Tyler Coffey (born January 24, 1976) is a musician and record producer based in Seattle, Washington, and Los Angeles, California. He is known for playing guitar in "With Friends Like These" who signed to Sound vs. Silence Records in 2009. Their debut, Dead and Gone, was mixed by Barrett Jones (Foo Fighters, Nirvana, Pearl Jam). Soon after the release of the record, the band took a hiatus to pursue other things. Coffey is also a part-time player and contributor to Brad, featuring Shawn Smith and Stone Gossard.
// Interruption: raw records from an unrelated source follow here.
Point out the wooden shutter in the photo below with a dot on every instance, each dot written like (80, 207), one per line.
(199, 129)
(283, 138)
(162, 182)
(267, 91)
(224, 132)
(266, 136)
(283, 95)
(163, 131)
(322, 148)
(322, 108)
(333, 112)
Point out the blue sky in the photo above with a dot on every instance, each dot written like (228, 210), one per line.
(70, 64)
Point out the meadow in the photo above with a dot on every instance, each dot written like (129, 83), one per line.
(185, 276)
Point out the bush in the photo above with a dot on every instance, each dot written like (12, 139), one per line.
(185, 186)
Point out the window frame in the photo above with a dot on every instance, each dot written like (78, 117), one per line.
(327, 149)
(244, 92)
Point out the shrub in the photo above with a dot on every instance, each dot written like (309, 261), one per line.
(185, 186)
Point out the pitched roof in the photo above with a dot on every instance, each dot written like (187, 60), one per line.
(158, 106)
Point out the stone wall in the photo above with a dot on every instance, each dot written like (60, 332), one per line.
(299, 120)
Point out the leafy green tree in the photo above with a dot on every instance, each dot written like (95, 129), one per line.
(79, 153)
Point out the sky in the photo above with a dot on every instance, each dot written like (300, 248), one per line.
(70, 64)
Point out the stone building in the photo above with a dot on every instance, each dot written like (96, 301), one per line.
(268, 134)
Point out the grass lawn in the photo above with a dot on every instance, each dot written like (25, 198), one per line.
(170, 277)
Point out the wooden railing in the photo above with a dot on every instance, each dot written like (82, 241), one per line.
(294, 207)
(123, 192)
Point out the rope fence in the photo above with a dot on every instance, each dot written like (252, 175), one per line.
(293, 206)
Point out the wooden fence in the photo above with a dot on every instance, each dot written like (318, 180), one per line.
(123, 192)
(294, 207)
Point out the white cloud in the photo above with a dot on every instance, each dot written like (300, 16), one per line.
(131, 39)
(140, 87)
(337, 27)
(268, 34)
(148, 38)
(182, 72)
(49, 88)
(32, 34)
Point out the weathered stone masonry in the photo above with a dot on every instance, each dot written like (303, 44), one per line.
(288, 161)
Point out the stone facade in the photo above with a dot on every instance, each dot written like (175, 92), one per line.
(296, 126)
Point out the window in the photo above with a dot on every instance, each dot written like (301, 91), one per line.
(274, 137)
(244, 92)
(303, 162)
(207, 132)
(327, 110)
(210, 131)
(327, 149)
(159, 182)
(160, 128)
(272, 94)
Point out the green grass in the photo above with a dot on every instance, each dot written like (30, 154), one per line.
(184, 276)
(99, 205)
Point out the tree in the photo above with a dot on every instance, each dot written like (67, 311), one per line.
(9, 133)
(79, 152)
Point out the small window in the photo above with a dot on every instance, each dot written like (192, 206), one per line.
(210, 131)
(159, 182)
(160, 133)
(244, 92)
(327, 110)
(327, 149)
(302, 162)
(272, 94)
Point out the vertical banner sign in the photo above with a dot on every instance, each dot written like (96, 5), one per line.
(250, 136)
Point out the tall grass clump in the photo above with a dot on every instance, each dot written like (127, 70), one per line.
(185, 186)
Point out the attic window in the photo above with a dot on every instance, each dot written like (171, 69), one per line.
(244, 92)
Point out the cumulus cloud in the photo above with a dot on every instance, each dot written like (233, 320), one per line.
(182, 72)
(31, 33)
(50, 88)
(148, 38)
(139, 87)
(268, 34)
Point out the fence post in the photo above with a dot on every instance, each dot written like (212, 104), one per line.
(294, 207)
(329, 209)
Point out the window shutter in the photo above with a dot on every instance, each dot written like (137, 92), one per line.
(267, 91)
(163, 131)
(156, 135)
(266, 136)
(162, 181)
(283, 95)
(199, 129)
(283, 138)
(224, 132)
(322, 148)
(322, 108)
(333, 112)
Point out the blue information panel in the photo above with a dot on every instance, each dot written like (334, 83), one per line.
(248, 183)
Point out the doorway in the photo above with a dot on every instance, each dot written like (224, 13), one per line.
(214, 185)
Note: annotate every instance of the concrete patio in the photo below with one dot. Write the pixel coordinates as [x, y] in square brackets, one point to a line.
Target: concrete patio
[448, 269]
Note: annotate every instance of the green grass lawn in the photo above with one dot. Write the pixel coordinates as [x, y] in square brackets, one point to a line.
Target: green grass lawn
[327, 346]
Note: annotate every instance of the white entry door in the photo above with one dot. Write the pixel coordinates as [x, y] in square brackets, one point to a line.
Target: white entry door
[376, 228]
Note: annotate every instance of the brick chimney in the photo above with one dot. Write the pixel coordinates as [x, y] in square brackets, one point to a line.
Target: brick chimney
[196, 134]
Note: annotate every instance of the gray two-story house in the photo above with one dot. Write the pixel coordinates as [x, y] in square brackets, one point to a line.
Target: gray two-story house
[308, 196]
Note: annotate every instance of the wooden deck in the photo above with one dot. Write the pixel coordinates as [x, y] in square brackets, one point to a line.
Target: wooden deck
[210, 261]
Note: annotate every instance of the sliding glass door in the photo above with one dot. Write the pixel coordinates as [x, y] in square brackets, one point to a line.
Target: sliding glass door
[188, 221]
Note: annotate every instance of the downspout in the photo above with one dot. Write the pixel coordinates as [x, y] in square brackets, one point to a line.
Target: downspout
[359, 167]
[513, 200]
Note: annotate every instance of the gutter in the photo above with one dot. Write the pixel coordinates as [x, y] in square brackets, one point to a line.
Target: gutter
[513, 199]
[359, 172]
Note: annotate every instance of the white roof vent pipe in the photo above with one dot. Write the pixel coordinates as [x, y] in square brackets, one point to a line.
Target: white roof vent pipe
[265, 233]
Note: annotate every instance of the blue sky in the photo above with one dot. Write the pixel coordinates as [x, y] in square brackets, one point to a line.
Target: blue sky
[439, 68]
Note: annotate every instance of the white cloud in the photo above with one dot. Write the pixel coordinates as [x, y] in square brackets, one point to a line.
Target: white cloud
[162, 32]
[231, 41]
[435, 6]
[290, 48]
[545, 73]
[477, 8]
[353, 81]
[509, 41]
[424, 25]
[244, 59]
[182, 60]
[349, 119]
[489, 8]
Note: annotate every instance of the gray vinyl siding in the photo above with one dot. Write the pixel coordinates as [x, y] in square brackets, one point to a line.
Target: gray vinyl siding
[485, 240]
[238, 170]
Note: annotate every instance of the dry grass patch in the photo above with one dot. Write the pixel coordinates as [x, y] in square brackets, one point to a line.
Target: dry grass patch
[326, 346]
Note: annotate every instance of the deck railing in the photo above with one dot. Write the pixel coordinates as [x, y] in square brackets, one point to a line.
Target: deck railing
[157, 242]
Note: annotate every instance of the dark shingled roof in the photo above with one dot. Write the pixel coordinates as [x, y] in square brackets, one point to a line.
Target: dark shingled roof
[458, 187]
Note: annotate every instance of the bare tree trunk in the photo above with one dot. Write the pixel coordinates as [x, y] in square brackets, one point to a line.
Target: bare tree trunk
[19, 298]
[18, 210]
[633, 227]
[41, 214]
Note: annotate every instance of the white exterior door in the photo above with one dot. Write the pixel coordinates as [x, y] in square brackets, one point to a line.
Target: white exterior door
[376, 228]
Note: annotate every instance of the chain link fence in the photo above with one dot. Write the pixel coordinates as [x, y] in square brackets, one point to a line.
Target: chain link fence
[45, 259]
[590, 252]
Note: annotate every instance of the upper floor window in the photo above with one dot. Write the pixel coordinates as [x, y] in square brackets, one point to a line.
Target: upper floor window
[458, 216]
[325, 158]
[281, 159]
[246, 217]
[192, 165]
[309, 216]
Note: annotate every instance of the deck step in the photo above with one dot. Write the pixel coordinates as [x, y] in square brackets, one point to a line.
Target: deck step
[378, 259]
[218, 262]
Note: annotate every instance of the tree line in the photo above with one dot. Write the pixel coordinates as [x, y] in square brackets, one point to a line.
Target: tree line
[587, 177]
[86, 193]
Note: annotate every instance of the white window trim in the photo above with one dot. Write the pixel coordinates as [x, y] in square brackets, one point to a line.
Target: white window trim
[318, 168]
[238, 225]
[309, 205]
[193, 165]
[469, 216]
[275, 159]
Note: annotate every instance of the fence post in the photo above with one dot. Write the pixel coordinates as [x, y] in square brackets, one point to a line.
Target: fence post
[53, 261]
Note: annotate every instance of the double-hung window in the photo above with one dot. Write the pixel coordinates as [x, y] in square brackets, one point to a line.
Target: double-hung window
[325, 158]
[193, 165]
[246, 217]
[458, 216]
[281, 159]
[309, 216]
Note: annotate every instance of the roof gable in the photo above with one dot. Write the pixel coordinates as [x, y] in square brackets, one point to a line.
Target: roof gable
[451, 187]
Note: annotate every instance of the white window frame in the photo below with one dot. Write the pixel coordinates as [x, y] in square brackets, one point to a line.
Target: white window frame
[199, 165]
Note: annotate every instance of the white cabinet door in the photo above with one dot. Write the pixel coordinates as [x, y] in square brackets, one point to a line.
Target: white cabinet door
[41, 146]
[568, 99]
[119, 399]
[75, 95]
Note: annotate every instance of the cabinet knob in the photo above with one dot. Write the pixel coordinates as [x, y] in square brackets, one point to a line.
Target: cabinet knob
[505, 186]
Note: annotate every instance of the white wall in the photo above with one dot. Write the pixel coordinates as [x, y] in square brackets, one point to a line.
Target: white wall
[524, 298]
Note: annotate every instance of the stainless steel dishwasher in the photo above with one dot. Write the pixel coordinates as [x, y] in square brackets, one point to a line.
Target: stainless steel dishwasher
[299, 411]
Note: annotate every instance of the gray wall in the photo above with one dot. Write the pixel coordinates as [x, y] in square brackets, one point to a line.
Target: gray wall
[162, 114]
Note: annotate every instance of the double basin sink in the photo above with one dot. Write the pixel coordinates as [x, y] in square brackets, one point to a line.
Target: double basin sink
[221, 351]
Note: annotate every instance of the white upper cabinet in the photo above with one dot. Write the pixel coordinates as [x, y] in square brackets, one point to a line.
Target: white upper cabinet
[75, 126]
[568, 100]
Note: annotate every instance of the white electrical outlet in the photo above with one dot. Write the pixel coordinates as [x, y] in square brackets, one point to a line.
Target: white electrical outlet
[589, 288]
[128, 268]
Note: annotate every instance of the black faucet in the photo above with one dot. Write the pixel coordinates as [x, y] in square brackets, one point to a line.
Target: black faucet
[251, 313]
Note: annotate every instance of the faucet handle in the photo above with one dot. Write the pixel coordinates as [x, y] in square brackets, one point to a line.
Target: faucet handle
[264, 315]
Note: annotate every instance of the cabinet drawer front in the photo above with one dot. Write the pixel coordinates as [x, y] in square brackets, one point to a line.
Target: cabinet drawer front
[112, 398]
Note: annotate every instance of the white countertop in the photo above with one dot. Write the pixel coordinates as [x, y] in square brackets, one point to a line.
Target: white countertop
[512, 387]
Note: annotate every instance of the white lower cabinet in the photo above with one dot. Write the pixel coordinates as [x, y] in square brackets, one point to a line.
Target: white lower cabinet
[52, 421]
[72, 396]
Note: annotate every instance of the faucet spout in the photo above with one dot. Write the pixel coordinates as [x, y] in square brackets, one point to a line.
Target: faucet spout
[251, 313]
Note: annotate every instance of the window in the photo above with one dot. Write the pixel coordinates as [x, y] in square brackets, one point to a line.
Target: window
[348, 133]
In 2012 he created and executive produced "One Night Only" a television pilot featuring up and coming bands, collaborating with better known acts. He is currently working on pre-production for his first feature-length film, tentatively titled Conor Wayne which he wrote and will direct. The film is set to shoot in December 2018.

==The Toy Box==
Coffey is also known for owning a recording studio in Seattle along with former Vendetta Red guitarist, Justin Cronk, called The Toy Box. The Studio is known for working with many Seattle indie acts. In June 2010, Coffey and Cronk upgraded at the studio, buying an analog Console from famed producer Matt Bayles. Mastodon, amongst many of Bayles' clients made records on the Console before it was moved to The Toy Box. Recent clients include Aqueduct, and Shawn Smith of Brad, Satchel, and Pigeonhed. Coffey also has been known to collaborate, and tour with Smith in his various projects in the past.